Alpha-synuclein is a protein found in human neurons that can adopt a toxic form whose spread may be responsible for Parkinson’s disease. We showed that toxic alpha-synuclein is transported along the axons of neurons, from where it can be released and taken up by new neurons without the destruction of the first neurons. We propose to study the mechanisms of transport and transfer of the toxic protein to identify steps that could be targeted pharmacologically.
We will isolate neurons from pre-clinical models and culture them in devices called “microfluidic chambers”. These chambers will allow us to separate two groups of neurons which are connected only by their axons. We have developed the method of exposing one group of neurons to toxic alpha-synuclein and following both its transport through the axons and its delivery to the other group of neurons. We will use molecules known to block specific steps in transport and in known mechanisms cell-to-cell transfer of viruses and other pathogens, to identify the mechanisms used by toxic alpha-synuclein in its spread from neuron to neuron. The same experimental method can be used to screen potential drugs that would prevent spread of the toxic form of alpha-synuclein during Parkinson’s disease.

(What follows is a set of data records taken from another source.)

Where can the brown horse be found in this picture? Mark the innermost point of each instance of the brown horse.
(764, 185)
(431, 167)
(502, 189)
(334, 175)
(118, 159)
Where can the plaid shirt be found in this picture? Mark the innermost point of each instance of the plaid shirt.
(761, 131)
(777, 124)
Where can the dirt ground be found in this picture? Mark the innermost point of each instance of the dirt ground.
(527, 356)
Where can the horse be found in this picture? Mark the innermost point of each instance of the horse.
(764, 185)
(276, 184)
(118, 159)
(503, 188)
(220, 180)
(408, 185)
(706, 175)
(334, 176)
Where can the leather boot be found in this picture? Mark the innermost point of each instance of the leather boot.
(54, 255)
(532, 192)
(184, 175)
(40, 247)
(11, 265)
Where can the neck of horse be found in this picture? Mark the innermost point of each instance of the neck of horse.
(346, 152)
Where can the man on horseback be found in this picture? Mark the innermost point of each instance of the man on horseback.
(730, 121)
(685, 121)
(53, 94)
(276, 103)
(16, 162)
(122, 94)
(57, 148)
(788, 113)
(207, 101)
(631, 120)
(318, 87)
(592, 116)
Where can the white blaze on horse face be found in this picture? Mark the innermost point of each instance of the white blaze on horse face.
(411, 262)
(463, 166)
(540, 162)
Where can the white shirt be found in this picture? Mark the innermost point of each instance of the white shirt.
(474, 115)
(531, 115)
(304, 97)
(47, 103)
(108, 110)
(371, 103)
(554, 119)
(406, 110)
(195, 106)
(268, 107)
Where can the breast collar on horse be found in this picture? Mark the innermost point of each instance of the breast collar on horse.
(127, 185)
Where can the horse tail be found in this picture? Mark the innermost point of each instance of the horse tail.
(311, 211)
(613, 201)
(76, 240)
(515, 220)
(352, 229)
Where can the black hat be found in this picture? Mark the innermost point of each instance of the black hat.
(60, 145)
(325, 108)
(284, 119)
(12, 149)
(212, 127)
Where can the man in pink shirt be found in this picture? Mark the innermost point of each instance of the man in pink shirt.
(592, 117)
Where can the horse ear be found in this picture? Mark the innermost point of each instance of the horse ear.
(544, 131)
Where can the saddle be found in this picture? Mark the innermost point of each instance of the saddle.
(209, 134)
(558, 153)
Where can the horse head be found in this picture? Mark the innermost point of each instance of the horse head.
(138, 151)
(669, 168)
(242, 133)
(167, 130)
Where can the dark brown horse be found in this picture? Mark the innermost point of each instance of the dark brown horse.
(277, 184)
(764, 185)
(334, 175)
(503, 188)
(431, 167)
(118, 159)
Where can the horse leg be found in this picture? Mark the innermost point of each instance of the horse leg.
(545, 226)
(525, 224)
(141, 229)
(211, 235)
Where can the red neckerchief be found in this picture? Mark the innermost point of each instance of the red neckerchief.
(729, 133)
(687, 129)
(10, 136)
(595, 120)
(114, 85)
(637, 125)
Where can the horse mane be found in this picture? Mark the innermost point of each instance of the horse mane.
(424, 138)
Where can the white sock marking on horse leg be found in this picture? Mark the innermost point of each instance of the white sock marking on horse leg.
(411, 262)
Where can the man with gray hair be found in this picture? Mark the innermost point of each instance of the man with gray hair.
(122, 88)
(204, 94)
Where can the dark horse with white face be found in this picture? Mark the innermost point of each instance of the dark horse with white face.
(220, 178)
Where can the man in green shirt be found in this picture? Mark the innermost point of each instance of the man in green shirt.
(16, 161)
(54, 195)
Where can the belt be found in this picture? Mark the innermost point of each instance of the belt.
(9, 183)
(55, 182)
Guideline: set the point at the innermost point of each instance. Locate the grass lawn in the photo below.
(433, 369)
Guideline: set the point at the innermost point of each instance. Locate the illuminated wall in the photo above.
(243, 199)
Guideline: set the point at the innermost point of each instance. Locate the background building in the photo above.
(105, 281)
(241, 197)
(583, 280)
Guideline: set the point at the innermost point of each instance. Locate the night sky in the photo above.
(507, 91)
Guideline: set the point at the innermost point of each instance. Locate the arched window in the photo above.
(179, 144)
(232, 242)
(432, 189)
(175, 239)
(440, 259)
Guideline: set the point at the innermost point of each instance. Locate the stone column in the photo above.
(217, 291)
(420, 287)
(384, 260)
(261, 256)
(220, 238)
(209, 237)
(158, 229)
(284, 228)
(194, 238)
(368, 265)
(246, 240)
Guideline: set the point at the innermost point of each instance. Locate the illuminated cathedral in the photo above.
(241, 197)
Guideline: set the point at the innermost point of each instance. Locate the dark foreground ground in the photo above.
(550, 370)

Relevance to Diagnosis/Treatment of Parkinson’s Disease:
New mechanisms of transferring molecules between cells are being discovered, such as ‘unconventional secretion” and “tunneling nanotubes”. We will discover which of these is involved in the cell-to-cell spread of toxic alpha-synuclein and test the effect of inhibitors of this process on spread in neuronal cultures. Finding pharmaceutical agents that block, or even slow, the spread of toxic alpha-synuclein in the brain would be of great value in the treatment of the disease.
There are several ways by which proteins could be transported inside neurons and transferred from neuron to neuron. Our research will identify the ways involved in the case of toxic alpha-synuclein. It is possible that none of the known mechanisms is implicated in Parkinson disease and that we will discover some new pathways of transport and transfer. Eventually, we hope to learn how to block these mechanisms in human subjects.